Economics of LEGO Sets with Data Science

May 30, 2024

I collect LEGO and write Python — so I merged Rebrickable exports with a BrickEconomy scraper to see how sets, colors, and themes evolved, and whether a simple model could explain prices on classics like 001-1. This page is the story with charts; full notebooks live in AlgoETS/LegosTracker.
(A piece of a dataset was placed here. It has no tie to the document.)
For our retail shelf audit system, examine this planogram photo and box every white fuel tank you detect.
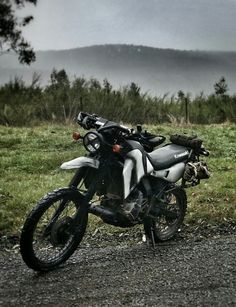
[151,162,185,182]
Version française.

Data sources

Dataset	What it gives you
Rebrickable CSVs	sets, themes, parts, colors, inventories — great for counts and joins
BrickEconomy (scraped)	historical resale-style prices Rebrickable does not ship

Rebrickable files include sets.csv, themes.csv, parts.csv, colors.csv, and inventory tables — standard star schema for “how big is LEGO over time?”
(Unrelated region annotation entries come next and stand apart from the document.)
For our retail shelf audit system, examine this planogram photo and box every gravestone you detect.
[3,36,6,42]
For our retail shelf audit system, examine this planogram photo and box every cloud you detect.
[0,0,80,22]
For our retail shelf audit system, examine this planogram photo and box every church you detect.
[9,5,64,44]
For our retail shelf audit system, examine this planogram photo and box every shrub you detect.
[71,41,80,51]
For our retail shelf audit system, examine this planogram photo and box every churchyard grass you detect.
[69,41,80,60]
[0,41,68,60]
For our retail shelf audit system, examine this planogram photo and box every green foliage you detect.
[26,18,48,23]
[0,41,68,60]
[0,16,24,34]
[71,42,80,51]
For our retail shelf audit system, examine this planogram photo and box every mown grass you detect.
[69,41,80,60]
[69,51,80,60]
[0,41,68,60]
Overview of Rebrickable tables and joins

Sets over the decades

Two trends jump out when you group by year:

Count of named sets rises — LEGO product line expansion is real in the data.
Average part count per set climbs — models got denser, not just more numerous.

Number of sets released per year

Average parts per set by year

Narrative check: adult-targeted lines and licensed themes show up as tail mass in part counts, not only kid-scale sets.

Themes — what dominates the catalog

Join sets.theme_id → themes, filter to top-level themes (no parent_id), bar-chart the top ten by set count.

Top 10 themes by number of sets

Star Wars, City, Technic, and friends crowd the head — good sanity check that merges worked before you trust price scrapes.

Why scrape BrickEconomy?

Rebrickable answers what exists; it does not answer what people pay on the secondary market. I used Playwright + asyncio to collect BrickEconomy pages — pydantic models for validation, aiohttp where fetch-only sufficed.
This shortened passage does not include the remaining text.